The end product was a seamless blend of art, architecture and landscaping: Miró conceived a labyrinth that contains over 250 individual works, a meditation on his lifelong obsession with the mythological minotaur of Ancient Greece; Braque and artist Raoul Ubac created stained-glass windows for the chapel that paid tribute to the Maeghts’ deceased son, Bernard. The entire complex was carefully designed to exist in harmony with its surroundings – in Sert’s words, an attempt to “install a museum inside Nature” – and its strange mass of curving roofs and jutting terraces lends it a distinct sense of the uncanny.

Against the congested autoroutes and urban centres of the gateway cities nearby, the building feels shrouded in a hushed, orphic aura – that “weave of space and time” cited by Walter Benjamin that gives the authentic artwork its own strange magic in the age of modernity where any picture can be endlessly reproduced. For Benjamin, one of the elements contributing to the artwork’s authenticity is a sense of ritual: as we process through the darkly lit exhibition space and look at placards that explain the object’s meaning, the experience leaves us convinced that what we are seeing is somehow important.

How much of this experience – the weighty sense of cultural significance, the aura of dormant creativity – relates to a work of architecture? Am I just imagining the gravity that seems to radiate from this building: am I just conditioned to feel like this, thanks to everything I’ve read about this place, and the sheer effort it takes just to get here?

After all, the Fondation Maeght is far from a relic: it’s a living, breathing museum, that continues to support creatives pushing against the boundaries of artistic conventions today. The current exhibition looks at Lee Bae, an ambitious Korean artist whose work responds to the legacy of the recently fashionable Dansaekhwa movement. It’s a curatorial choice that makes clear the current owners of the Maeght – a board that includes descendants of the founders – have a finger to the wind in the contemporary art world. 

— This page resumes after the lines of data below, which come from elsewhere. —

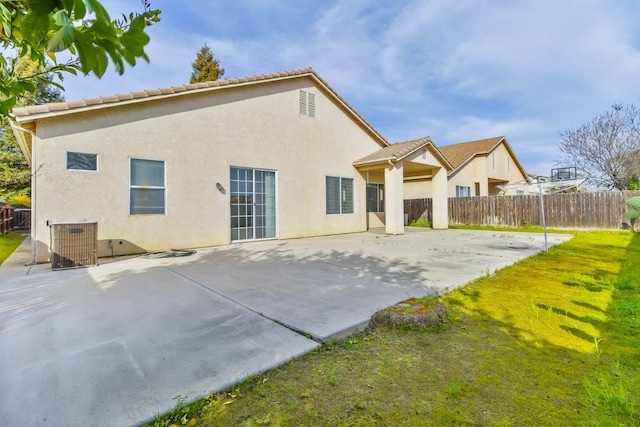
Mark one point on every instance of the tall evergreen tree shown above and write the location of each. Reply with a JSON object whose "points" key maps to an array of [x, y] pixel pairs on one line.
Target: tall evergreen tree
{"points": [[206, 67], [15, 176]]}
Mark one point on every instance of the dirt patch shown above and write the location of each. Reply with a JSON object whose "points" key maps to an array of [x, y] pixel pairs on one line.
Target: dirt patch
{"points": [[412, 312]]}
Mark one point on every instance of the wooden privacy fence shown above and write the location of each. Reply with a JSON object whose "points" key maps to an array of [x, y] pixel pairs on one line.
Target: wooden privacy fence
{"points": [[6, 218], [21, 219], [572, 210]]}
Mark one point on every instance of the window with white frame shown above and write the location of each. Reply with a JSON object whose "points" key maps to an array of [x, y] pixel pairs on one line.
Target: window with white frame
{"points": [[375, 197], [147, 187], [82, 161], [307, 103], [463, 191], [339, 195]]}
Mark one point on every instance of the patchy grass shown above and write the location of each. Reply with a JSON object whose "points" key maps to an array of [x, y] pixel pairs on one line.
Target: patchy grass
{"points": [[8, 243], [526, 228], [551, 340]]}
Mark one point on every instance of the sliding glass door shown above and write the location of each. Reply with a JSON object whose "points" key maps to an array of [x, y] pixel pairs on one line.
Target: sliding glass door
{"points": [[253, 204]]}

So too is their willingness to invite Louis Vuitton to stage their cruise collection at the Maeght testament to their open-mindedness. Many art institutions would turn their nose up at a fashion show being held on their premises, but the meticulously researched designs of Nicolas Ghesquière, informed by everything from French medieval history to sci-fi cinema, are a perfect fit for this offbeat architectural anomaly.

Perhaps mythologising a place like the Maeght does it a disservice. Yes, it was conceived at a particular moment in time, and much of its appeal to tourists lies in that post-war artistic culture. But if we romanticise it so that it never leaves that moment, we deny it the chance to enter into dialogue with artists now: it’s reduced to something quaint, an antique. There’s no reason why an institution like the Maeght should be stuck in the past – and for those willing to see the foundation with fresh eyes, witnessing how Ghesquière interprets and responds to this artistic heritage in his latest collection isn't a bad place to start.